German computer engineer Yannick Richter, known online as “Gigawipf,” has unveiled a homemade medium-format camera capable of producing 3.2-gigapixel photographs—a resolution far beyond even the most advanced commercial systems. The device, which he calls Project Gigapixel, is built around a linear CCD sensor salvaged from an Epson V-series flatbed scanner and housed inside a 3D-printed body.

While other tinkerers have experimented with scanner sensors before, Richter distinguishes his project by rebuilding the system almost entirely from scratch. Rather than transplanting the scanner’s electronics, he stripped the hardware down to the bare CCD, decoded the sensor’s timing protocols, wrote his own control software, and replaced nearly every original component with custom-designed circuitry suited for photographic use.

At the core of the camera is a 12-line ILX561K CCD, a sensor designed to create images one row at a time by physically moving across the scan path. In Richter’s version, the movement mechanism has been dramatically miniaturized and integrated into a rigid camera body, allowing the sensor to sweep across the image circle of a medium-format lens. When paired with a 6×7 lens—he typically uses affordable, fully manual Pentax Asahi 6×7 glass—the system can generate files measuring 80,000 × 40,000 pixels.

Bringing the scanner sensor into photographic territory required numerous additions: a Raspberry Pi 5 to coordinate the sensor timing, a secondary CSI camera mounted at the same focal plane for live-view focusing, a built-in NVMe SSD for storage, a large touchscreen with a custom UI, and new firmware that lets users set scan width, resolution, and exposure modes. Richter even introduced an experimental “line camera” mode in which the CCD remains stationary while the supporting optics move—an option made possible only because he handles the data pipeline directly.

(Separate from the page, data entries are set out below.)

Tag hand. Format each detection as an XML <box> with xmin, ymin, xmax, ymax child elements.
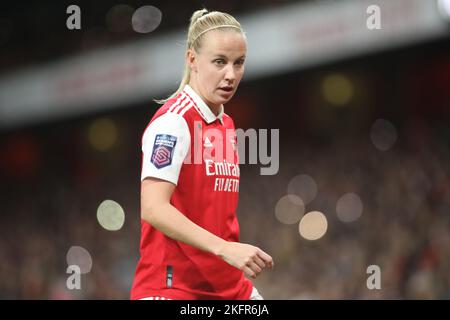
<box><xmin>217</xmin><ymin>242</ymin><xmax>274</xmax><ymax>279</ymax></box>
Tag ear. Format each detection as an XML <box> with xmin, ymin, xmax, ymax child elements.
<box><xmin>187</xmin><ymin>49</ymin><xmax>197</xmax><ymax>73</ymax></box>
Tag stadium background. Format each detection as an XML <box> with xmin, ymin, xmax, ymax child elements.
<box><xmin>0</xmin><ymin>0</ymin><xmax>450</xmax><ymax>299</ymax></box>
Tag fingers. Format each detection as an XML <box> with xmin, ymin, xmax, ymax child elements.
<box><xmin>224</xmin><ymin>243</ymin><xmax>274</xmax><ymax>277</ymax></box>
<box><xmin>243</xmin><ymin>266</ymin><xmax>256</xmax><ymax>279</ymax></box>
<box><xmin>253</xmin><ymin>255</ymin><xmax>266</xmax><ymax>269</ymax></box>
<box><xmin>244</xmin><ymin>257</ymin><xmax>265</xmax><ymax>279</ymax></box>
<box><xmin>247</xmin><ymin>260</ymin><xmax>262</xmax><ymax>276</ymax></box>
<box><xmin>257</xmin><ymin>249</ymin><xmax>274</xmax><ymax>269</ymax></box>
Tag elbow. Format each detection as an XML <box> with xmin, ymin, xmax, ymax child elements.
<box><xmin>141</xmin><ymin>201</ymin><xmax>165</xmax><ymax>225</ymax></box>
<box><xmin>141</xmin><ymin>203</ymin><xmax>157</xmax><ymax>224</ymax></box>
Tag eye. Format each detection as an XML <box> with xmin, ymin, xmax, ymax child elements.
<box><xmin>214</xmin><ymin>59</ymin><xmax>226</xmax><ymax>66</ymax></box>
<box><xmin>235</xmin><ymin>59</ymin><xmax>245</xmax><ymax>66</ymax></box>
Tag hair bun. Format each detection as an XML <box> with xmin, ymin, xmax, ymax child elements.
<box><xmin>190</xmin><ymin>9</ymin><xmax>209</xmax><ymax>25</ymax></box>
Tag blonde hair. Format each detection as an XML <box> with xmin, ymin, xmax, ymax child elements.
<box><xmin>155</xmin><ymin>9</ymin><xmax>244</xmax><ymax>104</ymax></box>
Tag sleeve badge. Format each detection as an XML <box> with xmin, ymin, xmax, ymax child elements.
<box><xmin>151</xmin><ymin>134</ymin><xmax>177</xmax><ymax>169</ymax></box>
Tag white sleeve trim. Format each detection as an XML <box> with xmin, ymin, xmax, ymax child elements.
<box><xmin>141</xmin><ymin>112</ymin><xmax>191</xmax><ymax>185</ymax></box>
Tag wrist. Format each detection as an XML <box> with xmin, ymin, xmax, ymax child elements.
<box><xmin>211</xmin><ymin>238</ymin><xmax>227</xmax><ymax>257</ymax></box>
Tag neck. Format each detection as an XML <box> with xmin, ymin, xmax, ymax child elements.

The system’s staggering resolution comes with equally staggering capture times. A full-size image (around 19GB uncompressed) can take more than 30 minutes to record and encode, though Richter believes he can reduce that if he bypasses certain Raspberry Pi limitations. A much smaller preview scan — around 3,500 pixels tall — takes roughly 10 seconds.

Photos posted alongside Richter’s Reddit write-up (under his other username, Ultrawipf) show the camera mounted behind a Takumar lens, with power supplies, oscilloscopes, and test benches scattered around his workspace. He also shared a 100% crop from one of his first full-resolution images, a sample that demonstrates an extraordinary level of detail.

Reaction from the engineering and Raspberry Pi communities has been enthusiastic. “The level of integration is insane,” one commenter wrote. “Getting a linear CCD to talk to a Pi 5 at this scale is genius.”

The camera is, by design, not universal. The long capture times and mechanical scanning process limit it to non-moving subjects—architecture, still life, artwork reproduction, and highly controlled landscapes. But that limitation is part of what attracted Richter to the project. He describes the camera as a “unique and fun challenge,” emphasizing that he hasn’t seen anyone else rebuild such a system from the ground up.

Perhaps most surprising is the cost: roughly €570 in parts, far below the price of even an entry-level 100-megapixel medium-format camera. As Richter jokes, “And 100 megapixels is nowhere near 3,200.”

He documents the entire build, including schematics, code, and mechanical components, on Hackaday for anyone interested in replicating (or attempting to replicate) the experiment.